Single Point of Truth
Former SAP CEO Bill McDermott wanted to eliminate the competitive disadvantage and bought the American IT company Qualtrics for eight billion euros. This was to create a hyper-CRM that would not only manage relationships with customers and prospects, but would also have to provide detailed information about opinion, mood and affinity at the same time. Qualtrics had a lot of experience and also success in the field of automated opinion research and customer surveys. With Qualtrics and SAP's CRM, a single point of truth could be created for SAP's existing customers in the company's own sales department.
C/4 Hana
The combination of old SAP CRM with new Qualtrics on a consolidated database platform was to be called - not surprisingly - C/4 Hana. The presentation in Orlando at Sapphire many years ago was a great moment for Bill McDermott. Even Professor Hasso Plattner was taken with the C/4 innovation and proclaimed his opinion in front of assembled press and analysts. It remained a dream, because the reality was different.
Old SAP strengths
Anyone familiar with SAP system landscapes since R/3 knows about the high good of integrating all XXM solutions (CRM, SCM, HCM, PLM, SRM, etc.). The current SAP CEO Christian Klein visited Qualtrics' headquarters in Utah, USA, shortly after the C/4 announcement. He came back with a very mixed feeling: what Qualtrics has developed in the past years, Christian Klein described as very, very remarkable - but this autonomous system will never be integrated into the classic ERP world. Klein was right. Qualtrics retained its autonomy, was floated on the stock market and thus ultimately still a great success for SAP CFO Luka Mucic.

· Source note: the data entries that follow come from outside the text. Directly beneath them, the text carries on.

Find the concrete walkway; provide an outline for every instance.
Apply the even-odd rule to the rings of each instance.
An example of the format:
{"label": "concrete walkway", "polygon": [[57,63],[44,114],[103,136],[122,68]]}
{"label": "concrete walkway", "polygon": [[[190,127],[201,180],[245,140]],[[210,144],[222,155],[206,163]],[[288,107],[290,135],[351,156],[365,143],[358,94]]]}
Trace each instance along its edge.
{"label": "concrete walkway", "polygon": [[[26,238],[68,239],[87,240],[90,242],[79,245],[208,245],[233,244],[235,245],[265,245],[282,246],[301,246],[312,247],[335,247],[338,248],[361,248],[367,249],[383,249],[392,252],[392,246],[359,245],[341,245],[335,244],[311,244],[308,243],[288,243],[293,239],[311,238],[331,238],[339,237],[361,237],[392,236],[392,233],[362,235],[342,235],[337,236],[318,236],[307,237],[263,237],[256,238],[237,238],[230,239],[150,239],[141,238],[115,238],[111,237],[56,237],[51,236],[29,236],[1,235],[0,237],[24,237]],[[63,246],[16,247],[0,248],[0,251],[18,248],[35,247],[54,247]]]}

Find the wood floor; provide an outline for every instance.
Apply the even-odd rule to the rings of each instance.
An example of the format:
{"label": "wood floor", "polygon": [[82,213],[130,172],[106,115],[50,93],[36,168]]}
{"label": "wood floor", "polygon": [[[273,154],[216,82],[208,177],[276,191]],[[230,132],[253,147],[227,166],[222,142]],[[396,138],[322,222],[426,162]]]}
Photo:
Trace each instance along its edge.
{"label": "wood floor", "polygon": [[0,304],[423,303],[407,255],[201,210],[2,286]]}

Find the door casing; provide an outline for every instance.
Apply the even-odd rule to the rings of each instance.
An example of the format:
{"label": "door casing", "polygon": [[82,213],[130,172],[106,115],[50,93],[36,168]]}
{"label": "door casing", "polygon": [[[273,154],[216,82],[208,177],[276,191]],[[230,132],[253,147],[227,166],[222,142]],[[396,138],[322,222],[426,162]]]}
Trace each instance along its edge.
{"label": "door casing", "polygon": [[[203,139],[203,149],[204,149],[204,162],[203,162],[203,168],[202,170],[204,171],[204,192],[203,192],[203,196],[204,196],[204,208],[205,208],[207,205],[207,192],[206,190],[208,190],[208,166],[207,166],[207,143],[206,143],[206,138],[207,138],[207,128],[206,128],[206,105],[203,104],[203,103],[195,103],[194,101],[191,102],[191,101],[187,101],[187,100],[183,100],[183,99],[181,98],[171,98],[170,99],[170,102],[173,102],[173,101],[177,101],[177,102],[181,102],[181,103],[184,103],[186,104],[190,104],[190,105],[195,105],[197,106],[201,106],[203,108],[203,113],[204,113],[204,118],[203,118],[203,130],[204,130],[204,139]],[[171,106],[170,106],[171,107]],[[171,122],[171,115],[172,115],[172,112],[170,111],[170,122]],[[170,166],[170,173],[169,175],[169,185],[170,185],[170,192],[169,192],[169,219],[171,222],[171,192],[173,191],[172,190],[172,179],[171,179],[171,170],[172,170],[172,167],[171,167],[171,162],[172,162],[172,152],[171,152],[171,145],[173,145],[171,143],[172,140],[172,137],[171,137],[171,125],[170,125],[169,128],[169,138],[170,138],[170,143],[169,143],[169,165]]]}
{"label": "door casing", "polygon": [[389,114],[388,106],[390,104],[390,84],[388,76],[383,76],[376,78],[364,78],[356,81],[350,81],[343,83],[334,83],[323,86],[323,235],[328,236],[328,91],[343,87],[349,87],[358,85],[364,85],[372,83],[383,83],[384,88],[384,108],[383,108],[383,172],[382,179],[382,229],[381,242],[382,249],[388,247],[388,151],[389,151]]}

The last will be the first
SAP remembered its old strengths and began to consolidate CRM - and no one ever doubted that the programmers and developers in Walldorf know their craft. In the past few months, an almost new CRM thus grew up under its own steam and in the tradition of holistic ERP systems. This SAP system was intensively tested by a renowned Swiss SAP customer together with Salesforce.
The new CRM king is therefore SAP. While Salesforce was portrayed in the final report as a better Excel for sales, SAP CRM was convincing in terms of both integration and user interface. CRM is therefore more than a singular solution. Added value has always come from the harmonious interaction of all ERP components. SAP has obviously found its way back to the old virtue and brought a well thought-out CRM to the SAP community.